Thankfully I’m clear, but I am guilty of haphazardly installing junk from the AUR, I should clean that up and uninstall everything but the stuff I really use.
yeah when I was using Arch I was also an AUR junky. if this was happening back then I know I would have 100% been screwed.
Currently you can use https://github.com/lenucksi/aur-malware-check to do a check if you’re infected. My main server was safe, still haven’t tested on my wayland machine though, I went yolo with that one. No important keys at least are there.
I don’t use arch, btw.
This must be fake news because several hundred people told me there is no malware on Linux.
how did this happen? the linked thread show people identifying the infected packages and cleaning them up but no word about how it happened or how to prevent it.
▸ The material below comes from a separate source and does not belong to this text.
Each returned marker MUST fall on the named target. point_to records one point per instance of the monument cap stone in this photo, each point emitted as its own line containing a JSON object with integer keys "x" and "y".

I think it was essentially orphaned stuff that got “picked up” by a “new maintainer” and that’s how it happened.
oh I saw “clang” in the list of packages and got worried
You’re only affected if you use the AUR. As far as I understand it, the core packages themselves are fine, so this is more of a MitM attack, where somebody compromised the package download streams
This is not a MitM attack.
How is it not? They didn’t take over the core projects, they took over the midstream distribution.
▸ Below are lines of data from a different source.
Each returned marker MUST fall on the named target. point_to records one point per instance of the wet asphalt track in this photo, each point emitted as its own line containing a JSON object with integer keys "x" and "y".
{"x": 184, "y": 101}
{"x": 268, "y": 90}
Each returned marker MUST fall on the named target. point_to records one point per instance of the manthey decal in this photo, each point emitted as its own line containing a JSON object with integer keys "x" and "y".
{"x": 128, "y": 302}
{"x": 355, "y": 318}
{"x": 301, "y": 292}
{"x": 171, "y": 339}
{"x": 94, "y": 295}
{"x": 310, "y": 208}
A MitM attack defines the attack technique, not the target. It’s when the target wants to connect to something but it connects through you first, and you forward while collecting/altering data. My question was about the attack used. But yeah, a mass takeover of everything orphaned would do it.
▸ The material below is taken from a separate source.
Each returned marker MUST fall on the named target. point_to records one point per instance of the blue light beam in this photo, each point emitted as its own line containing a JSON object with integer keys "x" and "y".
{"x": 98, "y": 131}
These guys are slacking! Didn’t they read the RFC for this?
https://www.rfc-editor.org/info/rfc3514/ https://en.m.wikipedia.org/wiki/Evil_bit
Amateurs!
Definitely a few unfortunate victims to stuff like
libyamiif using some sort of shell autocomplete. Few others would likely catch younger people, eg the implied apk side channel deployment packages.does a linux mint-using idiot need to worry about this, hypothetically speaking?
This pertains to Arch’s AUR (Arch User Repository). On Mint, nothing you do will interact with the AUR, so you’re perfectly fine.
thank you!
Generally not. The AUR stands for Archlinux User Repository. It’s their repo. Unless added as a source manually, you will never see a package from it.
thank you!
I wonder if a SteamDeck could somehow get infected this way…
That would surely be a rather unlikely scenario but it’s interesting.
Highly likely, actually. SteamOS is Arch-based, and if a user installs things through the AUR on their deck (like a password manager or a VPN that isn’t part of the official upstream repo), then it would be infected exactly the same as any other Arch-derived OS.